India is gearing up to become the world’s lowest-cost producer of green hydrogen, aiming to slash production costs from USD 4.5 per kg to USD 1 per kg by 2030, former NITI Aayog CEO Amitabh Kant said on Wednesday.

Addressing the National Green Economy Conclave organised by the Council on Energy, Environment and Water (CEEW), Kant said that achieving low-cost green hydrogen would transform sectors such as steel, fertilisers, mobility and heavy transport. “If we crack the USD 1 per kg milestone, India will become the world’s green energy powerhouse,” he asserted.

Kant noted that the National Green Hydrogen Mission, the rapid growth of solar capacity and falling renewable energy tariffs are converging to make this target achievable.
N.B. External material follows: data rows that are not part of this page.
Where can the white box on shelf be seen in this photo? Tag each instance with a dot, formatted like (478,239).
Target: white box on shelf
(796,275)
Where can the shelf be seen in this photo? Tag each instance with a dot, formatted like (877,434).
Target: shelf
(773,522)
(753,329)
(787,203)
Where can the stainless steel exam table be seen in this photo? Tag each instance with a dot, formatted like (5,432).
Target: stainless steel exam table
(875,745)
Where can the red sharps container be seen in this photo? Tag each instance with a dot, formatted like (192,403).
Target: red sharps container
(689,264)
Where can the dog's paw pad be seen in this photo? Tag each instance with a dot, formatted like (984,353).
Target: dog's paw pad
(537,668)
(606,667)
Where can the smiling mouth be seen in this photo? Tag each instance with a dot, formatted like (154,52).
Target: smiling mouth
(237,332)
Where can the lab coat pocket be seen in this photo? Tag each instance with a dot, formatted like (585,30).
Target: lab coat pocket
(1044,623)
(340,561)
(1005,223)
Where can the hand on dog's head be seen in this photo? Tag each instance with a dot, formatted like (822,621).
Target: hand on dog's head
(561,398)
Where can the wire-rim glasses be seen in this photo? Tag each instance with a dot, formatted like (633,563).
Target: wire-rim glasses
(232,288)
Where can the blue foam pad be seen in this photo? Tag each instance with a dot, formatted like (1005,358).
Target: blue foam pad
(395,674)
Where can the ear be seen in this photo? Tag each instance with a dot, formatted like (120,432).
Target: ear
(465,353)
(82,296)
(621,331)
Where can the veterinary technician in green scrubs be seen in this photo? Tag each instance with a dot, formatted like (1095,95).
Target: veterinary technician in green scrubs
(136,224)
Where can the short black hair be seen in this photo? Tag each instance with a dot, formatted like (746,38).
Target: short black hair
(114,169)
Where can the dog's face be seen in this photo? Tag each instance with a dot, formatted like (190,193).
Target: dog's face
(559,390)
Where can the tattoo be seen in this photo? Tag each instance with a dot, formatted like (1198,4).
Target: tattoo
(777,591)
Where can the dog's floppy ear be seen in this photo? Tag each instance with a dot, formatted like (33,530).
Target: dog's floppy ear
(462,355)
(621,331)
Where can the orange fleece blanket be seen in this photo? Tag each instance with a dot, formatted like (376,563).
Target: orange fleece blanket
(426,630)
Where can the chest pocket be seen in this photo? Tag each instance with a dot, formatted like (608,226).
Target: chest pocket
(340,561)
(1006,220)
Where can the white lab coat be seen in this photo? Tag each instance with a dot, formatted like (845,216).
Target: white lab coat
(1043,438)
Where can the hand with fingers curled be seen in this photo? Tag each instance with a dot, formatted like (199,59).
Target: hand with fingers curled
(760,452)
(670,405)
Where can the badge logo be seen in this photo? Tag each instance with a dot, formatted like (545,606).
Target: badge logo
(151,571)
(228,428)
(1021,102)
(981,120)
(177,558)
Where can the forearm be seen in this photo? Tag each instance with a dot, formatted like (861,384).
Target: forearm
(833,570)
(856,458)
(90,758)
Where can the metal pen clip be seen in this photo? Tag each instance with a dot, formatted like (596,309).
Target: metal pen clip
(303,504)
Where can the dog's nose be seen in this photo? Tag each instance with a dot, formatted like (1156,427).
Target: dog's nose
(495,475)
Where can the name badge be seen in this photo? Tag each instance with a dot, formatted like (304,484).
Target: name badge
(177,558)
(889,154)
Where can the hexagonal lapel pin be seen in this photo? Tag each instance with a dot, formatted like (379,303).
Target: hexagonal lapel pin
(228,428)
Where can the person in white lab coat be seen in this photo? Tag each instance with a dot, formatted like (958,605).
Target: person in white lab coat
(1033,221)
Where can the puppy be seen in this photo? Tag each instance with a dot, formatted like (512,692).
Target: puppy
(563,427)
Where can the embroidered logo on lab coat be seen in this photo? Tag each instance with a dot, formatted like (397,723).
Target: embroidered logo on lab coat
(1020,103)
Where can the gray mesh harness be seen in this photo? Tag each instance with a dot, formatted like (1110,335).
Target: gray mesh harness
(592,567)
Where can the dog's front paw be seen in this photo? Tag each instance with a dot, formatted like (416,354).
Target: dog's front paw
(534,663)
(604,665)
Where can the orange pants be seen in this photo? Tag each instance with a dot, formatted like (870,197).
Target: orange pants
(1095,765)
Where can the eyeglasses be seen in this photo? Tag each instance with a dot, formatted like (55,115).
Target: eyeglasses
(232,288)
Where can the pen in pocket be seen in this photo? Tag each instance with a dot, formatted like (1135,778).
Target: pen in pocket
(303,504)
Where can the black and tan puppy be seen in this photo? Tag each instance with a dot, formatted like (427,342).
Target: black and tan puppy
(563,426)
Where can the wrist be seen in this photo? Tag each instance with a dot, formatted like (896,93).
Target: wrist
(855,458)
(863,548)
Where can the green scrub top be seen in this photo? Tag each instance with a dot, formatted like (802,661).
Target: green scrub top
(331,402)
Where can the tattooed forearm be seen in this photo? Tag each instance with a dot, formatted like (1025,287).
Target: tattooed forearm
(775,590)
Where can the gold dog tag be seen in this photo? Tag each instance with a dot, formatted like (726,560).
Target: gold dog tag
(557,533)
He described green hydrogen as a “defining pillar” of India’s long-term growth strategy and a key to global leadership in clean manufacturing and deep decarbonisation.
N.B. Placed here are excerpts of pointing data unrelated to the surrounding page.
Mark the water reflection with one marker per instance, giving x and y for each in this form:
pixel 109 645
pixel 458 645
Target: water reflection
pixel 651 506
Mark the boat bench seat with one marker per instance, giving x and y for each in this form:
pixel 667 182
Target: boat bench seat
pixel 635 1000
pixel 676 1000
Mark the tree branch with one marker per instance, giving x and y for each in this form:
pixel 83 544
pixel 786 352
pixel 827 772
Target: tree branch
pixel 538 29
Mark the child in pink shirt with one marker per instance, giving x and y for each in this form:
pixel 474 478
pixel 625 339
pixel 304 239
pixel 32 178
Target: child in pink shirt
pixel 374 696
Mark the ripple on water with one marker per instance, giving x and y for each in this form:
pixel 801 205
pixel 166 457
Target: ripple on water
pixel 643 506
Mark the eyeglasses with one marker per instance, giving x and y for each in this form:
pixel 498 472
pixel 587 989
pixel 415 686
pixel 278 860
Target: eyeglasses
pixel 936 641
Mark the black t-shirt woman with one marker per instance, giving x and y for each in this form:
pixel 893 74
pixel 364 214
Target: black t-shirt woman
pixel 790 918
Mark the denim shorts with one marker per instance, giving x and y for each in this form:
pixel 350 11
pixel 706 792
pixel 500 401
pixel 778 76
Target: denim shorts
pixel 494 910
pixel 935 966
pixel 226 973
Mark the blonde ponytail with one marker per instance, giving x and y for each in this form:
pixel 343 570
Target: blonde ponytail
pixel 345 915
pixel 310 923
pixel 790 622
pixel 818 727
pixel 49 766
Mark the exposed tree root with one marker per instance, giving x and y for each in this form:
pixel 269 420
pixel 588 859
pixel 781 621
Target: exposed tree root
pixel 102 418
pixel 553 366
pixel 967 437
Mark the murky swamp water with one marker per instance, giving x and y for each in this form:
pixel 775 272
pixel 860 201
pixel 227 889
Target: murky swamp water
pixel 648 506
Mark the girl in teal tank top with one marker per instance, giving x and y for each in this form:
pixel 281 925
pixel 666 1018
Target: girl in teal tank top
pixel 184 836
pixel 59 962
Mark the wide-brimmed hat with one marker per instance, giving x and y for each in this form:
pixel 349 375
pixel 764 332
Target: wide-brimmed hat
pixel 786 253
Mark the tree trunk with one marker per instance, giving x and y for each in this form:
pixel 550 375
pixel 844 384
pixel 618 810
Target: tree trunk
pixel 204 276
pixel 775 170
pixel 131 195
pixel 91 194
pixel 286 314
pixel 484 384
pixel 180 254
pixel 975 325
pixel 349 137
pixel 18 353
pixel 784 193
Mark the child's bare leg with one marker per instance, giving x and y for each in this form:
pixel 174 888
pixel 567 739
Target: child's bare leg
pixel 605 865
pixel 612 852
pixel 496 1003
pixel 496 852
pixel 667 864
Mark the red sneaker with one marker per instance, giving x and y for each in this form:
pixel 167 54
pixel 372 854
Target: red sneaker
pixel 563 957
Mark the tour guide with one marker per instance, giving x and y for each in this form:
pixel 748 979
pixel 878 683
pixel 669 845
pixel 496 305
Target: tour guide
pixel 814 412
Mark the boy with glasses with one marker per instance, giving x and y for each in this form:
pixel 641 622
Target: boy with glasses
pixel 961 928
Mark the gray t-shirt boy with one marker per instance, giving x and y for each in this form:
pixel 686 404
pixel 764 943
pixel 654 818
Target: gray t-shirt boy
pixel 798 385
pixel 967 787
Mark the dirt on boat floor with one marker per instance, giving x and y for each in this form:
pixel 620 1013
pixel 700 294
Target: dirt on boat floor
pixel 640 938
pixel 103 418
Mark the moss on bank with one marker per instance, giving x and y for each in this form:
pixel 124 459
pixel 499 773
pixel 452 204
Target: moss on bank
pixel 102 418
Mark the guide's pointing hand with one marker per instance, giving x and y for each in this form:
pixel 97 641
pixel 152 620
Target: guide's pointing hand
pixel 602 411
According to him, the shift will also spur new opportunities for Indian entrepreneurs. “A circular economy will unlock massive opportunities for startups,” he said, urging young innovators to pursue advances in R&D, new materials, recycling technologies and disruptive green solutions.
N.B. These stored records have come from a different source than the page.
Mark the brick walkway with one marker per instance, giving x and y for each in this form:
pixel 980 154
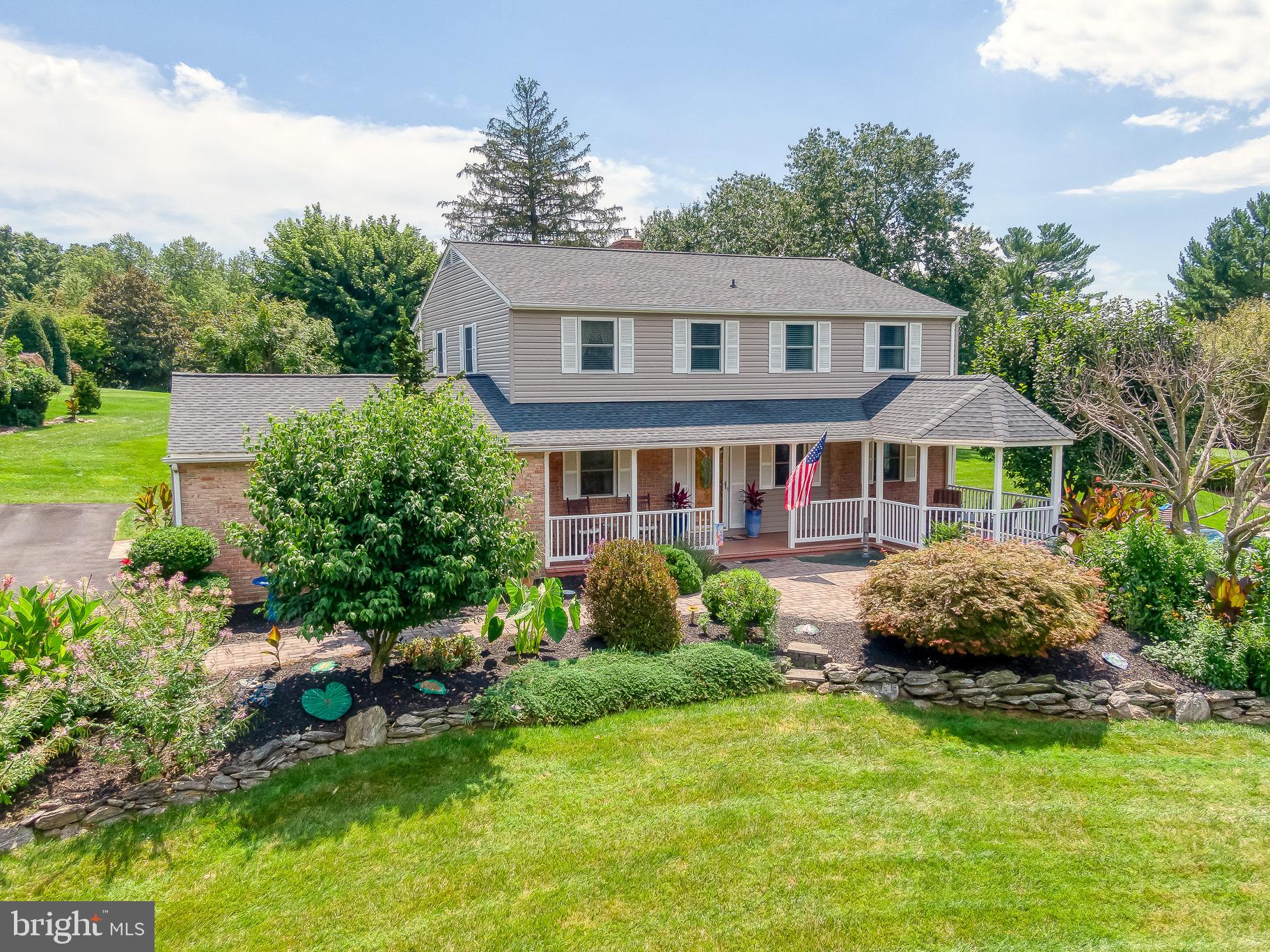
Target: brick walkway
pixel 815 591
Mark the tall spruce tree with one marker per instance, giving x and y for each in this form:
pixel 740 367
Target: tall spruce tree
pixel 1232 262
pixel 535 182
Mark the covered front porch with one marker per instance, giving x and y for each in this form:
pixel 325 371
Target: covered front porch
pixel 868 492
Kant emphasised that India’s innovation ecosystem—powered by digital infrastructure, geospatial tools and AI—will be central to accelerating the green transition. At a broader economic level, he said India’s green transformation could be game-changing, projecting the creation of 48 million jobs, USD 4 trillion in investments and a USD 1.4 trillion market, as estimated in a CEEW report.

“This is not a marginal reform; it is a massive new economic opportunity for India’s youth,” he said, calling it the most significant development opening since the 1991 reforms.

Kant also warned that India must avoid replicating the West’s fossil-fuel-driven growth pattern. “The Western world built cities for cars, not for people. India must not replicate that model,” he cautioned, stressing that circularity, the bioeconomy and green urban design must guide India’s development if it aims to lead globally in sustainable growth.

He added that India’s stage of development offers a unique advantage: with half the country yet to be built and nearly 500 million people expected to move to cities in the coming decades, India has a “once-in-history” opportunity to create urban centres that are green, inclusive and oriented around public transport.

Kant said India’s growth model must embed sustainability across infrastructure, mobility, energy and manufacturing. “If we get this right, India will not only grow fast but grow responsibly, setting a benchmark for the world,” he concluded.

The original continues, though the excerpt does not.